Green Dot executives hid important information from shareholders about the decline of its prepaid-card business, which was core to the company’s profits, said Dino DiBlasio, a former employee and current shareholder. It was alleged in Monday’s lawsuit..
The former head of quality engineering also alleged that executives and directors knew the company’s anti-money laundering practices were inadequate but continued to do business with them anyway, ultimately winning a Green Dot. Costly consent orders from the Federal Reserve.
By keeping this information secret, founders and former CEO Steven Streit and former CFO Mark Schifke inflated Green Dot’s stock price “long enough to enable them to sell $62 million of their own Green Dot stock at artificially inflated prices,” according to the lawsuit.
The lawsuit also names directors Jeffrey O’Sher, Ellen Ritchie, William Jacobs, Saturnino Fanlo, George Shaheen, Peter Feld and J. Chris Brewster, as well as former directors Kenneth Aldrich, Rajeev Date and Gurinder Bridgeforth Hodges, former CEO Dan Henry and current CEO George Gresham.
The complaint was filed Monday in the U.S. District Court for the Central District of California.
Best known for its digital banking partnership with Walmart, Green Dot is the world’s largest prepaid debit card company. The company sells prepaid cards at approximately 100,000 retailers nationwide, including CVS and Dollar Tree, and also operates a banking-as-a-service platform and has numerous co-branded card partnerships.
When Green Dot went public in 2010, more than three-quarters of the company’s revenue came from its prepaid card business, with 50.8 percent coming from new cards, maintenance fees, ATM fees and other charges and 26.6 percent from cash transfer revenue, according to the lawsuit.
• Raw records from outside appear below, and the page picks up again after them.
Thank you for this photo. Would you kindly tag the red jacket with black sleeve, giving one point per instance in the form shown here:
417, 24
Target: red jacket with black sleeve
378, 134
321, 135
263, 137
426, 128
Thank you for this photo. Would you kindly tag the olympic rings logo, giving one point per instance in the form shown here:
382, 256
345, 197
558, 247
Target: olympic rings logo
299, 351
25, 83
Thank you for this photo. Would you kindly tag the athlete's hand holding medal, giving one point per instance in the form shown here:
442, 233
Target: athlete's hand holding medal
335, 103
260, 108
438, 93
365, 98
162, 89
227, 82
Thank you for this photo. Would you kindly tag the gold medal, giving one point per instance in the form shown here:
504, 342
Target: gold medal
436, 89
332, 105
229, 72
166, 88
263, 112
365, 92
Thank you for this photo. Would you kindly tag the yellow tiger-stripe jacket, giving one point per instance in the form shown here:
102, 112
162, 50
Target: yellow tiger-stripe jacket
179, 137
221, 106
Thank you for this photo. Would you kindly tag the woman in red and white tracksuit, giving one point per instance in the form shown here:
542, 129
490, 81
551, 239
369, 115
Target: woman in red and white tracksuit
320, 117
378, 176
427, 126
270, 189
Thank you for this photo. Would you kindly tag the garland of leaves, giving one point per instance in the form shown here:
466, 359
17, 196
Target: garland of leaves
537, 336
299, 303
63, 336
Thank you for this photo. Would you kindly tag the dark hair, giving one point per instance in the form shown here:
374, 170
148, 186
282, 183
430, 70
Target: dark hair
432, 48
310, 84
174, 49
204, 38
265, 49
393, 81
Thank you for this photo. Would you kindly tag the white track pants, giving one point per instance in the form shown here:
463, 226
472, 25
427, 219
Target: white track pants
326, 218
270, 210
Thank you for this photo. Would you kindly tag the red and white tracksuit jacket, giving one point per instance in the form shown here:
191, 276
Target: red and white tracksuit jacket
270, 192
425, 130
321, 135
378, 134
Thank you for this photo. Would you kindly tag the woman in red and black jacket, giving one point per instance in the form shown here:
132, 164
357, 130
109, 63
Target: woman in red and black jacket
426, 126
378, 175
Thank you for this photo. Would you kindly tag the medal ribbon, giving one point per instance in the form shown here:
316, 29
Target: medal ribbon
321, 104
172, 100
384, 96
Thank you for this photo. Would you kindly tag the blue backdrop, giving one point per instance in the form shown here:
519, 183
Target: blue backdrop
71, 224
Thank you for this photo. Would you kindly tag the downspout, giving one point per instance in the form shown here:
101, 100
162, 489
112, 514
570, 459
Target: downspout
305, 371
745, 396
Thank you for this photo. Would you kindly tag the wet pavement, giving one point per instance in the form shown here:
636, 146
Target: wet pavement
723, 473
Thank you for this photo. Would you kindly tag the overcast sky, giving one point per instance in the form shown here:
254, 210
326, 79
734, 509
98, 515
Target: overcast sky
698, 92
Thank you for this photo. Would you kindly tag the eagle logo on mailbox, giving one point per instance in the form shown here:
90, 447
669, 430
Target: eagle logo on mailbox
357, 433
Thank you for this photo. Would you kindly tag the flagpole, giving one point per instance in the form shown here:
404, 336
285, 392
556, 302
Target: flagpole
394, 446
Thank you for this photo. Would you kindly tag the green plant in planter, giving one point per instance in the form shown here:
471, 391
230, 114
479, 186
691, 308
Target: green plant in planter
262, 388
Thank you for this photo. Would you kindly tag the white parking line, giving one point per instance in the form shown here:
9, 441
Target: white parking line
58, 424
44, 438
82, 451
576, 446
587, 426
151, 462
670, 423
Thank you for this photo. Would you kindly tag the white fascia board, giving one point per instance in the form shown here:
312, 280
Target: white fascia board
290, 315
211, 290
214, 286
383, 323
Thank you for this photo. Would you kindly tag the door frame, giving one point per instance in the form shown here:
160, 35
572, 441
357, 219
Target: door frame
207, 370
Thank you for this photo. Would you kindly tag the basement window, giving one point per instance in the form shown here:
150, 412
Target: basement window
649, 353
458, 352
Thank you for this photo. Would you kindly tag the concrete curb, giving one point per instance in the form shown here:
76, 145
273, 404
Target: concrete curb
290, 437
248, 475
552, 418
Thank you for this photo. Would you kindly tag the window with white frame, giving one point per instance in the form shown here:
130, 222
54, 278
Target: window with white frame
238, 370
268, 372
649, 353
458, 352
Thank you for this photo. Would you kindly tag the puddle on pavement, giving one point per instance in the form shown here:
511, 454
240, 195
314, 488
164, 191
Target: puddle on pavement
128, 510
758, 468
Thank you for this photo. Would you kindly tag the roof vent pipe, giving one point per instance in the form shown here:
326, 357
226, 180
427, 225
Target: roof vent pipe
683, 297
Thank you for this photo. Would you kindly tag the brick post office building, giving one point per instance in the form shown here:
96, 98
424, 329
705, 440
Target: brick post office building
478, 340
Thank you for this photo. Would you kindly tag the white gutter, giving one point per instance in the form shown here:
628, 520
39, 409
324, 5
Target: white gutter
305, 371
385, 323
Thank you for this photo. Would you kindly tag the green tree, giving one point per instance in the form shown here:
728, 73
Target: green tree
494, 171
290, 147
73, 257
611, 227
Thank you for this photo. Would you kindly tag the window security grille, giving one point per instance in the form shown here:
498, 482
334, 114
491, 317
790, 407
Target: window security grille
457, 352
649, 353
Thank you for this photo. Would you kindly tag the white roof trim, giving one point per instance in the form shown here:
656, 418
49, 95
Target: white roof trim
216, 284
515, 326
But as that business faced decline in 2018 and 2019, the company’s executives “misled investors about the declining growth of Green Dot’s traditional prepaid debit card business and diverted investor attention from this ‘flagship’ product to BaaS and direct deposit accounts, even though the majority of these accounts were fee-free,” court documents state. “Defendants concealed the reasons for their new focus, including the declining performance of traditional prepaid cards and new competition from much cheaper digital alternatives, including neobanks such as PayPal, Venmo, and Chime.”
By the end of 2018, Green Dot’s prepaid card user base had plummeted, and the resulting decline in revenue “negated nearly all of the company’s growth in its low-margin BaaS and direct deposit businesses,” according to the lawsuit.
Green Dot’s shares fell when executives revealed that user growth was a meager 1%.
“Defendants continued their scheme by continuing to mislead investors into believing that this was a continuation of Green Dot’s product mix trends that would negatively impact profitability. Instead, Defendants presented this adverse news as good news and argued that ‘we are, in some sense, a victim of our own success,'” the complaint states.
Di Blasio is suing all of the defendants for breach of fiduciary duty and abuse of control, causing “significant injury” to Green Dot.
He is suing Streit and Schifke for unjust enrichment. Finally, he is suing Ritchie, Feld, Osher, Henry, Jacobs, Brewster, Hodges, Date, Fanlo, Gresham and Shaheen for making materially misleading statements to shareholders in the bank’s 2022 and 2023 proxy statements.
A Green Dot spokesman said the company cannot comment on pending litigation. Francis Bottini Jr.Di Blasio’s lawyer did not respond to a request for comment.